Careful comparison of personal images with those from the perspective of Biblical women affects both the reader’s view of herself and of the Biblical women Runyan recreates. Placed side by side, a beautiful weightiness is leant to Runyan’s, and thereby our, mundane and everyday involvements, reminding us that the stories we are living out today become history as each moment passes. The lives of these honored females were largely unextraordinary; each woman performed her daily chores and tasks, carrying jugs of water to and from the house, making bread to feed her husband and children. As the voice of Ruth in “Ruth Speaks to Naomi,” Runyan writes, “ . . . we will boil the grain and sweep the dirt, / comb each other’s hair in the evening / and feel the coarse curls fall / between our fingers.” The poem illustrates two ordinary women about their ordinary tasks. And yet these individuals who spent so much time at their chores are noted in the Bible for their faith and devotion and for the precious part each played in God’s plan for salvation. We too are valuable figures in God’s plan, living our lives according to a great and majestic story that is slowly being revealed. The contrast between personal images and historical ones in A Thousand Vessels also suggests a familiarity and a lack of formality towards the featured Biblical women. It is as if Sarah, Ruth, and Martha were the poet’s cherished friends and not the solemn saints of Christendom, honored for millennia by devout pilgrims and worshippers.


The captivating presence of Runyan’s poetry is enhanced by her simple word selection and the natural rhythm, akin to speech, that she engages. The first poem opens with “May splays its colors over the burbs. / I cannot stop staring / at the six hundred magenta tulips / bordering Century Corporate Park.” Less like poetry than it is like prose, her words and rhythms are effectively subdued and softened so as not to distract from its weighty content.
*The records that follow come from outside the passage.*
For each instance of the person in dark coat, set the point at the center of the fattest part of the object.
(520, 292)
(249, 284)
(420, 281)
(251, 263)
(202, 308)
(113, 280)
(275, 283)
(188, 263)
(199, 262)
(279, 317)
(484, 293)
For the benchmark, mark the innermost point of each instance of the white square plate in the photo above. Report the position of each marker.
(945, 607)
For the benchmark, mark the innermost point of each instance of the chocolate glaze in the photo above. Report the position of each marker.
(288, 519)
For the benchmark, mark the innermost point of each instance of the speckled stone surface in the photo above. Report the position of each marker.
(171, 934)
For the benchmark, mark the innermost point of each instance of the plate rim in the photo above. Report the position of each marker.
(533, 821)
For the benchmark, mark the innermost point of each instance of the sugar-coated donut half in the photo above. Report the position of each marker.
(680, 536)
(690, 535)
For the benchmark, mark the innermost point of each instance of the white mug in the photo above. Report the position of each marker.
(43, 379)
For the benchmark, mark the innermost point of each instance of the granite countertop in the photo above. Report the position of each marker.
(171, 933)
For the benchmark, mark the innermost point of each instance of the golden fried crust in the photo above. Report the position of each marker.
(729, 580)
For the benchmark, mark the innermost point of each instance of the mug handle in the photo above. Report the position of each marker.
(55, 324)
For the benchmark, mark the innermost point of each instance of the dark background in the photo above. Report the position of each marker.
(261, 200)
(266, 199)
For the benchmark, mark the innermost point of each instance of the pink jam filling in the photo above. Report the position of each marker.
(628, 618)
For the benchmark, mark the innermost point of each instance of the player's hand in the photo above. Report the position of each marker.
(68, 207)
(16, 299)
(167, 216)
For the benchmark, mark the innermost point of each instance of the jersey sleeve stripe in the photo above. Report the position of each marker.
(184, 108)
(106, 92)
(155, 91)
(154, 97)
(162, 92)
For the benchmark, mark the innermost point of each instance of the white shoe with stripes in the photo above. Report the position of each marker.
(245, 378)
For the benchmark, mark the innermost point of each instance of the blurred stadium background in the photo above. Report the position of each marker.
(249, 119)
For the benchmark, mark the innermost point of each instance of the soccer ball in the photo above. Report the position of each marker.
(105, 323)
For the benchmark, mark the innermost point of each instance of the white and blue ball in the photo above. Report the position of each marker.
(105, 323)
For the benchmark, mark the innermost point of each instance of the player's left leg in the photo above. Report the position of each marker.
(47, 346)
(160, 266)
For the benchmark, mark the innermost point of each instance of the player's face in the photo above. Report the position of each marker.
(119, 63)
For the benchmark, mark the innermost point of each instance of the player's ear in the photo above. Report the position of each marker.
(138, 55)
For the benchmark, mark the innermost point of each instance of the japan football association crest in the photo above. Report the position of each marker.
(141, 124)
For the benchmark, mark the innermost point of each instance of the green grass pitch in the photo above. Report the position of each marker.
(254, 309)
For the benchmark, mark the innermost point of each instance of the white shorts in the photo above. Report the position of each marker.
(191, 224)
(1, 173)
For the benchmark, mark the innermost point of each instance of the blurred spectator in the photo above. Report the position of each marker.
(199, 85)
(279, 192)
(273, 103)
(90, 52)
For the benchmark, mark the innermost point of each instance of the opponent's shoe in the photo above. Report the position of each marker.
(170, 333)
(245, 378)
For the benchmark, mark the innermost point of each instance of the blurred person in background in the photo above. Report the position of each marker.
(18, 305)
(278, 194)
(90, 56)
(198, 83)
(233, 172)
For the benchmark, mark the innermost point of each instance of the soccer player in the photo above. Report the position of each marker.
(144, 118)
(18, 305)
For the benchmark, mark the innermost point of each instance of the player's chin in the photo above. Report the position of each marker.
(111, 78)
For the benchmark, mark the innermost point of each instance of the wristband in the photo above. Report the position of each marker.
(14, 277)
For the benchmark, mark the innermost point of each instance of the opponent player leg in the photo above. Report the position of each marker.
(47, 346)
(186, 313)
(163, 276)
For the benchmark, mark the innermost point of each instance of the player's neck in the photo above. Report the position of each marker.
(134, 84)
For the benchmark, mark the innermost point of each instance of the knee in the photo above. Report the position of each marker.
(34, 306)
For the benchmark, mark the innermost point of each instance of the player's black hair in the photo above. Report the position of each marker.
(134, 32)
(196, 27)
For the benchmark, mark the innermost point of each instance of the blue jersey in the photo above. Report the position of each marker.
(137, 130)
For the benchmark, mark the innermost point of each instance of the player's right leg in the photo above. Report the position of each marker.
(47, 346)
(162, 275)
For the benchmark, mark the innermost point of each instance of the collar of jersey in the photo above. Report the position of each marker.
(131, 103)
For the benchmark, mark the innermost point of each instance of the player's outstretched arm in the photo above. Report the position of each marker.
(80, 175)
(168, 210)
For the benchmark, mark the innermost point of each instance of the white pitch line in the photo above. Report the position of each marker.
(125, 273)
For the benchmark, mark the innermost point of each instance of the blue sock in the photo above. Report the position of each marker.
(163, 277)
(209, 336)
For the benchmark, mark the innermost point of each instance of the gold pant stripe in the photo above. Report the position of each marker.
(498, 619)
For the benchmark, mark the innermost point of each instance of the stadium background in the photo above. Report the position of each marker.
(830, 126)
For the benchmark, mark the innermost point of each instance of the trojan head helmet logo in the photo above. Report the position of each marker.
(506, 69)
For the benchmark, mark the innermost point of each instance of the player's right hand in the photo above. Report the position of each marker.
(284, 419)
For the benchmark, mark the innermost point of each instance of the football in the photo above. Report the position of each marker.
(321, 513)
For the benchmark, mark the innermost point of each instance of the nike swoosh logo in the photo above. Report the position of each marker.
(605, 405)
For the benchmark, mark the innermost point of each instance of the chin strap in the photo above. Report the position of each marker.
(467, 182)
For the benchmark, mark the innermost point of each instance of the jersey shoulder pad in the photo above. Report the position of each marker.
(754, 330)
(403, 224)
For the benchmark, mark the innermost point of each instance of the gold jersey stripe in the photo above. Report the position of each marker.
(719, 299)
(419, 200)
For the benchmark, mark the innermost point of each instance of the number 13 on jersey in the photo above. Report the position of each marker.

Despite the emotional crisis that she reaches in certain compositions, Runyan skirts the peril of sentimentality. She plunges into the depth of emotion and follows the complicated twists and turns of human experience, but avoids melodrama or that all-too-customary feature of Christian writing — a forced and happy resolution of real concerns. In this, a stunning success, Runyan is very brave. It is a tragedy of our current age that many of us would go to great lengths to avoid the appearance of emotion or affectation. In the attempt, we restrict ourselves to sarcasm and half-truths, or to sly suggestion to convey meaning. Writer and speaker Ann Voskamp has been criticized for her recent book One Thousand Gifts (Read the ERB review), a work whose title and honest content bear some resemblances to Runyan’s collection of poetry. Defending her book, the words of which are sometimes uncomfortably sincere, Voskamp gracefully demonstrated the importance of speaking earnestly without deflecting meaning through humorous quips. She also extended an invitation to dinner to one of her critics. Voskamp’s writings and actions demonstrate earnestness, a valuable spiritual discipline that Tania Runyan herself has learned and practiced.

One of the most sincere collections of contemporary verse, A Thousand Vessels deserves a place on the nightstand of the thoughtful and thankful reader.